Patient-reported Outcome
Not surprisingly, previous surgery of the same shoulder was associated with a worse patient-reported outcome. It confirms the results reported by Frankle et al. [9]. They included 25 patients who previously had non-arthroplasty surgery and compared their outcome with the outcome of 35 patients without previous surgery and found a difference in American Shoulder and Elbow Surgeons score in favor of patients without previous surgery. The reason for the worse outcome is unknown. It may be related to colonization with Cutibacterium acnes, stiffness caused by limited use of the shoulder for a long period of time, or formation of scar tissue.
Conclusion
The results from the present study can be used to inform patients about their individual risk of revision or a disappointing functional outcome. The study also demonstrates the need for proper patient selection and attention to technical details to reduce the risk of revision, especially for men. Our follow-up time was, however, short, with only an estimate of the 10-year revision rate, and future studies with a long-term follow-up are needed to confirm our results.
Acknowledgments
We thank Danish orthopaedic surgeons for data reporting and the patients who returned their WOOS questionnaire.
Footnotes
Each author certifies that neither he, nor any member of his immediate family, has funding or commercial associations (consultancies, stock ownership, equity interest, patent/licensing arrangements, etc.) that might pose a conflict of interest in connection with the submitted article.
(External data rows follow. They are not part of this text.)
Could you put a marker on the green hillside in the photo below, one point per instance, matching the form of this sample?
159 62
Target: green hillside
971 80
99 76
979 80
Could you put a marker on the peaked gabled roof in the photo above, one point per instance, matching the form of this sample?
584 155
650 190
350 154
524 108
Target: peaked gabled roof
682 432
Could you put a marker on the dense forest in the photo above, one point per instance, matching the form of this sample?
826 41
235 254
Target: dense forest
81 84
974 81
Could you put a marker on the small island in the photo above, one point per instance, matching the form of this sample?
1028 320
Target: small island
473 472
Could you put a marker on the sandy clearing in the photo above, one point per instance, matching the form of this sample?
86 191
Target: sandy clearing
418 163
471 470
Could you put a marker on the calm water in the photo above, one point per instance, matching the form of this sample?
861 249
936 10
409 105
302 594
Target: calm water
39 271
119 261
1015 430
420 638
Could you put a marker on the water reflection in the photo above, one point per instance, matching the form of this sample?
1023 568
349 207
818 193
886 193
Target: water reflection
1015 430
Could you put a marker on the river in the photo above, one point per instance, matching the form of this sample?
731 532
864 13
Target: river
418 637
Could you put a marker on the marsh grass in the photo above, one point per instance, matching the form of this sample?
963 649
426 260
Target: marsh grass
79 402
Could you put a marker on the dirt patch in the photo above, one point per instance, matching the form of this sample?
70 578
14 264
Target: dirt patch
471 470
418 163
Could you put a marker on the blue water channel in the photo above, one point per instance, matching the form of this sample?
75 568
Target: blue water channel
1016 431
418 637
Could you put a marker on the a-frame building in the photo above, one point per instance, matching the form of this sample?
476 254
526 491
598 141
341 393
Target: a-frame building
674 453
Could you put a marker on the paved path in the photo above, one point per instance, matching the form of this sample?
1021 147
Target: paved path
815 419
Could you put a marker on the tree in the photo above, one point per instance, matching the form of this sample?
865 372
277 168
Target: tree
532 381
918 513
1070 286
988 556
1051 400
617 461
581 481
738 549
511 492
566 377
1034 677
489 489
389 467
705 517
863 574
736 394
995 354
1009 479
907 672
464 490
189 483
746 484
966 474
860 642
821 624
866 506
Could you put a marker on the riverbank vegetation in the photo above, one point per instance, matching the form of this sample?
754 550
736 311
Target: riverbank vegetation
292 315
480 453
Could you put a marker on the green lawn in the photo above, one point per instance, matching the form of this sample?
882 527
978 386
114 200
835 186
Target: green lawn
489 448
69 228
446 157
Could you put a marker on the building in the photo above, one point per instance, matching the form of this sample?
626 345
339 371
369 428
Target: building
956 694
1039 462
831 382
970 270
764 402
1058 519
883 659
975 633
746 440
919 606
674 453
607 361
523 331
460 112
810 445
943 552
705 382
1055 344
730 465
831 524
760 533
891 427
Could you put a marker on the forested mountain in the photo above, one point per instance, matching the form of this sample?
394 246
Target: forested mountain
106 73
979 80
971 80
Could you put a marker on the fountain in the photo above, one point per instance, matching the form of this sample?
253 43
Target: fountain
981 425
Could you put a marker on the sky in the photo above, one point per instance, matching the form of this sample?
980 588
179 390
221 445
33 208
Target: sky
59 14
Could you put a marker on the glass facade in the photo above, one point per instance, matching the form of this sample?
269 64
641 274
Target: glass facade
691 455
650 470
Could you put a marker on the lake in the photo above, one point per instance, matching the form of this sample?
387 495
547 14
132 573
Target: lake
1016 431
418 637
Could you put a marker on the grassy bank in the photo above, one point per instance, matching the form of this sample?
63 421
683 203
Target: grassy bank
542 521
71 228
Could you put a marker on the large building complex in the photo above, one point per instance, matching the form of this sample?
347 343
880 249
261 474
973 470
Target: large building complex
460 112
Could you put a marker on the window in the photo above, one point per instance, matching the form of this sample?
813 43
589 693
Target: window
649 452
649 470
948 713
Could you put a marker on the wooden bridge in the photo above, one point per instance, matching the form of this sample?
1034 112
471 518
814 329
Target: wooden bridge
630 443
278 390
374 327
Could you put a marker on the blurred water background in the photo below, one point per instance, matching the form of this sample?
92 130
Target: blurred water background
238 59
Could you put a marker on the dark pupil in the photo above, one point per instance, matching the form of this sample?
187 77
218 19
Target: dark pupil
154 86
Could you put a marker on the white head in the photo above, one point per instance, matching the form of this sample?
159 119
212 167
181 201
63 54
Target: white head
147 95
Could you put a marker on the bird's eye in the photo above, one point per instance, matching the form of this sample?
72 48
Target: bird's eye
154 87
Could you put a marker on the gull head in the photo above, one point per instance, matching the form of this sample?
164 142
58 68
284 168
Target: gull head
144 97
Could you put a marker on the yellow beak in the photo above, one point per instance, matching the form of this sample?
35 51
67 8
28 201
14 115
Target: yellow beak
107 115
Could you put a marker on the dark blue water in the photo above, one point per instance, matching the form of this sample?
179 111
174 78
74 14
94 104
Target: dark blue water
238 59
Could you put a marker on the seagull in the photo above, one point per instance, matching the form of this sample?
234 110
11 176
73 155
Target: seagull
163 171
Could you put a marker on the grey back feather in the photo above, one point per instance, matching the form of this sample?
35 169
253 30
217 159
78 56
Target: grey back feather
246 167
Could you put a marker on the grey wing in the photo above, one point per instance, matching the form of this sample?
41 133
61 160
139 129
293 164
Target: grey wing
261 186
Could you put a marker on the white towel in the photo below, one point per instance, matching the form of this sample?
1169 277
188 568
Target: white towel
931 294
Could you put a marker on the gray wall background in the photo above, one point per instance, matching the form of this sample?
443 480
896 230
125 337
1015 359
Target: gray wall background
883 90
All ICMJE Conflict of Interest Forms for authors and Clinical Orthopaedics and Related Research® editors and board members are on file with the publication and can be viewed on request.
Each author certifies that his institution waived approval for the human protocol for this investigation and that all investigations were conducted in conformity with ethical principles of research.
This work was performed at Herlev and Gentofte Hospital, University of Copenhagen, Copenhagen, Denmark.